The Boston Marathon bombings in April killed three spectators and injured more than 200 other participants who were near the finish line.
New York marathoners, especially those who were in the Boston race, say not they're not scared to hit the street, and are ready to show the world their resiliency.
"What they did had changed nothing for running for me," said David Parkinson, 28, of midtown, who ran in the Boston marathon and will be taking part in the New York race Sunday. "For folks who live here, this is our marathon."
The New York Road Runners Club will give out blue ribbons to the more than 45,000 participants to show their support for the victims. Teresa Girolamo, 27, a Brooklyn teacher who also ran the Boston marathon, said the large number of participants is the ultimate show of solidarity.
"Marathoners are the wrong group to attack," she said.
Girolamo, who is running in the New York City Marathon for the first time, said she isn't worried about any potential dangers during the 26.2-mile length.

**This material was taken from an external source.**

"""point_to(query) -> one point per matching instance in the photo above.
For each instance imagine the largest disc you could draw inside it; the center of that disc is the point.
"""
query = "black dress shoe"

"There have been a lot more steps and protocols so I have a lot of faith," she said.
For some runners, finishing the race would be a personal victory that's been a year in limbo.
About one-third of this year's participants are rwere registered to run last year, according to the Road Runners. Ellen Wernecke, 29, a former Brooklynite who moved to Chicago over the summer, said she was crushed when the city canceled the race at the eleventh hour last year, not only because it was going to be her first marathon but also because it ruined the months of training she had to endure.

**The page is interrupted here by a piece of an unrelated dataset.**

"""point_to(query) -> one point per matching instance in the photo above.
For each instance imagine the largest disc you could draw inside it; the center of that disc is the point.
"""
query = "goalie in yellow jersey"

Wernecke, who is an active long-distance runner but hasn't run a full marathon, said there was no question she had to return to the Big Apple to meet her goal.
"It's a world-class race and in the end of the day I didn't want to do my first marathon in any other city," she said.
Racers who are in the race for charitable causes said they too are ready to run. Susan Rappaport, 50, owner of NuYu Revolution fitness center, said she and two other women are running to raise money for Girls on the Run, a nonprofit that helps to build self esteem with young girls, and they want to make sure the charity gets its rewards.
"I think it would be earth shattering for the women who trained with me," she said.